Het internet in zijn huidige vorm ontstond in hetzelfde decennium dat de Sovjet-Unie instortte. Beide gebeurtenissen werden de voorbodes en voorwaarden van de globalisering die er direct op volgde. Maar politieke impulsen om de informatiestroom te beheersen zijn nergens heen gegaan. Tegenwoordig hebben China en Rusland de meest uitgebreide internetregels van alle grote landen. De wereldwijde vooruitgang van technologie zal waarschijnlijk nieuwe methoden voor bewaking en censuur creëren. Peking en Moskou spreken unaniem over "digitale soevereiniteit" en wachten op internationale goedkeuring van hun beweringen om elektronische communicatie op nationaal niveau te controleren. In Rusland is er geen analoog van de Chinese "grote firewall", maar sinds 2012 blokkeert deze duizenden pagina's met "extremistische inhoud", waaronder steun voor de territoriale integriteit van Oekraïne.en kritiek op de uitspraak van de punkgroep Pussy Riot, en informatie over Jehovah's Getuigen.

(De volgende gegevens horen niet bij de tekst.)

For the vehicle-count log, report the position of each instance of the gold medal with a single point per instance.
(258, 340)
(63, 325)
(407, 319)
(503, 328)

Geschiedenislessen waren verspild. Sovjetleiders hadden een netwerk kunnen opzetten, maar kozen ervoor om geen informatie te verstrekken. Het huidige Kremlin wil internet gebruiken om het land onder controle te houden, maar die vergelijking heeft geen oplossing.

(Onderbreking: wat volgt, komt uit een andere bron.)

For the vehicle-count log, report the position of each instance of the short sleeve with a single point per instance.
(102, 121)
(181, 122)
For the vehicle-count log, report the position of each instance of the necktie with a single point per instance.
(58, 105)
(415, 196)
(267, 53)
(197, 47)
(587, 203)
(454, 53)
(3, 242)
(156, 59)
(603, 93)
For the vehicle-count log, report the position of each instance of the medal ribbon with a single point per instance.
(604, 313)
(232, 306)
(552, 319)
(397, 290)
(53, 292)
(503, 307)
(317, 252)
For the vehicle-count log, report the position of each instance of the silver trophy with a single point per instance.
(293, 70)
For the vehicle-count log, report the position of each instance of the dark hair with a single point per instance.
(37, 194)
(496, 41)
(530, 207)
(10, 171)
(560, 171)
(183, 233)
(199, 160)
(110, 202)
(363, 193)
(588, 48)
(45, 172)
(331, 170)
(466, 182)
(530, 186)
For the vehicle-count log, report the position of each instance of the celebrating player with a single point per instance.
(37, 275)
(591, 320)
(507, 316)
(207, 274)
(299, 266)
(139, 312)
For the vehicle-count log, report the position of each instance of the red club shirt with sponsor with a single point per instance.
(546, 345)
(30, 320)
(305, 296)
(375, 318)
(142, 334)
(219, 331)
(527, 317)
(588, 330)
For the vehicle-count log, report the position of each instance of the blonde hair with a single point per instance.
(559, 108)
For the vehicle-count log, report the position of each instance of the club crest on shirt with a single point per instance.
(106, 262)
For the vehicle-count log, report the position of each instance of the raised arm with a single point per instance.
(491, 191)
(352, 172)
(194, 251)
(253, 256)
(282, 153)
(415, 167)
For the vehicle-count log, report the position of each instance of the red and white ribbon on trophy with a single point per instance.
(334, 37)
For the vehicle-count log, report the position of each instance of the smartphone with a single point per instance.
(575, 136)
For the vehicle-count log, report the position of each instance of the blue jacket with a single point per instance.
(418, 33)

Overheden kunnen geavanceerde bewakingssystemen invoeren, maar ze moeten internetgebruikers er niet van weerhouden deze te ontwijken. De opvolger van Arpanet, een gedecentraliseerd informatiesysteem dat tijdens de Koude Oorlog werd gecreëerd om een nucleaire aanval te overleven, is nog steeds sterk genoeg om de eisen van de neo-totalitaire censuur te omzeilen. De hiërarchie van volgstructuren doet denken aan het Sovjettijdperk, maar is alleen effectief zolang mensen denken dat het werkt.

Martin Krag is de directeur van de Rusland en Euraziatische Studies Programma's aan het Instituut voor Buitenlands Beleid, docent aan het Centrum voor Russische Studies in Uppsala.